Researchers are putting Wikipedia under the microscope to see how it represents Australian history and hopefully bring down some of the barriers to underrepresented groups contributing.
Wikipedia is an icon of the internet age, not just because it is the world’s largest encyclopedia and the de facto global reference of knowledge about people, places, events and things.
Also, its non-profit user-contributed model has remained intact over 21 years, almost a last vestige of the ideal of non-commercial collaboration and information sharing on the internet.
However, its standing as a trusted source is not without question, with evidence of systemic bias against women, minorities and Indigenous knowledges, according to researchers undertaking a major study of how Wikipedia presents Australian history.
Led by the Head of Discipline for Digital and Social Media in the Faculty of Arts and Social Sciences, Associate Professor Heather Ford, the Australian Research Council-funded project will explore how Australian history is written about on Wikipedia, potential limitations or biases in the ways that history is represented and how to improve it to make it more representative.
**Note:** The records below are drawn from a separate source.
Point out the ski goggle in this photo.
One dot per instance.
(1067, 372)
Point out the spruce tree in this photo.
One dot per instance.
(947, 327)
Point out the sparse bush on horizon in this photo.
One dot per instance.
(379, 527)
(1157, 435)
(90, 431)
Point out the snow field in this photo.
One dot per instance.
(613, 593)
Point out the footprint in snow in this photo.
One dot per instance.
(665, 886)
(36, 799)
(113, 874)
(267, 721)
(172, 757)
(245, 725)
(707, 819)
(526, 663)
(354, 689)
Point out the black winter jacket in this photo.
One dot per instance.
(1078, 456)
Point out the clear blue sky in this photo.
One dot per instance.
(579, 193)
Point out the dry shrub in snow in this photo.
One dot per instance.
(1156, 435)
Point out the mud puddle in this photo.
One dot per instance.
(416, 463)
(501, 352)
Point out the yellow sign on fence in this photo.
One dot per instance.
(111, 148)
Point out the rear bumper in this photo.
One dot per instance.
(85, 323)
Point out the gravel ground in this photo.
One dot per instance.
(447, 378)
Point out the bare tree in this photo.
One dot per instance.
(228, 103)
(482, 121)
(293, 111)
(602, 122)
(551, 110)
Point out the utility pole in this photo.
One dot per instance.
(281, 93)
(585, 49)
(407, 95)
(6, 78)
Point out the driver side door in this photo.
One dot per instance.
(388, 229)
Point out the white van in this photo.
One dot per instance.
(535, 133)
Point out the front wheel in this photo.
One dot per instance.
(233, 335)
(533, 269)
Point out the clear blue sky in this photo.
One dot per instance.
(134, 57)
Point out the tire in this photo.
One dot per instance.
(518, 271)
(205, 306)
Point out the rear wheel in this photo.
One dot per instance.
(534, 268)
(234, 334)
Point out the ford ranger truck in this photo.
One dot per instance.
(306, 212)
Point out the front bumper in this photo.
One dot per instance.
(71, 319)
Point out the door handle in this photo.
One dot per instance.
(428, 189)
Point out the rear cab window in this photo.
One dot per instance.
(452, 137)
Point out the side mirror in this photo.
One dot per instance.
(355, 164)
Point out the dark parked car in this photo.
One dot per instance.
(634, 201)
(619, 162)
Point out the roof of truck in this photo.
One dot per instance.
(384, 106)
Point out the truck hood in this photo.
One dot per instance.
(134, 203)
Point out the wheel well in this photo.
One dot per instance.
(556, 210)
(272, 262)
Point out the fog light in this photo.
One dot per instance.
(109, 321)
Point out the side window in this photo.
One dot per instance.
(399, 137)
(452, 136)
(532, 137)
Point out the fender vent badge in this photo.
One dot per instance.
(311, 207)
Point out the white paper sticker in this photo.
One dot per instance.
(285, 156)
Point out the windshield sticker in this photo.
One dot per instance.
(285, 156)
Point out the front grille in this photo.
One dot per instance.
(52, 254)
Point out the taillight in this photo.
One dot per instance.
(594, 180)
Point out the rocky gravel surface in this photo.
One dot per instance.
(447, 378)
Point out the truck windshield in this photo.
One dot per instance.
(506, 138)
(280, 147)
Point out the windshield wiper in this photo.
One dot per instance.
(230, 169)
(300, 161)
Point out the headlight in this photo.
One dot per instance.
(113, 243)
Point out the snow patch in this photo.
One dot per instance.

“Wikipedia is the 5th most visited site in Australia, with 244 million page views last month and more than 227,000 Australian-related articles in English Wikipedia alone,” Associate Professor Ford said.
“Our project will make a major contribution to understanding the ways in which the events that shaped modern Australia are represented on Wikipedia and therefore Wikipedia’s impact on public knowledge in Australia.
Although the Wikimedia Foundation has been conscious of finding content gaps and filling them, there is more than that to making the platform more equitable.
Associate Professor Heather Ford
“In putting Wikipedia’s Australian history-related content under the microscope we have the support of the Wikimedia Foundation and Wikimedia Australia, who value research on improving the platform’s performance and practice.”
The research team will include Associate Professor Tamson Pietsch, Director of the UTS Centre for Public History, and UK-based Australian scholar Nathaniel Tkacz, University of Warwick Reader and author of Wikipedia and the Politics of Openness.
“Although the Wikimedia Foundation has been conscious of finding content gaps and filling them, there is more than that to making the platform more equitable,” Associate Professor Ford said.
“Aside from a culture dominated by a largely male community of volunteer editors focused on the Global North, there are significant barriers to participation by underrepresented groups in the way the editing software works and the complex set of rules they must negotiate. Right now the bar is just too high for minority groups to contribute.
“We hope that as a result of this project the Australian Wikipedia community will have greater understanding of what’s missing in the representation of Australian history and how they might mitigate against some of the barriers to editing Wikipedia by underrepresented groups.”
The three-year Discovery Project, Wikipedia and the nation’s story: Towards equity in knowledge production, has been awarded more than $400,000 by the Australian Research Council.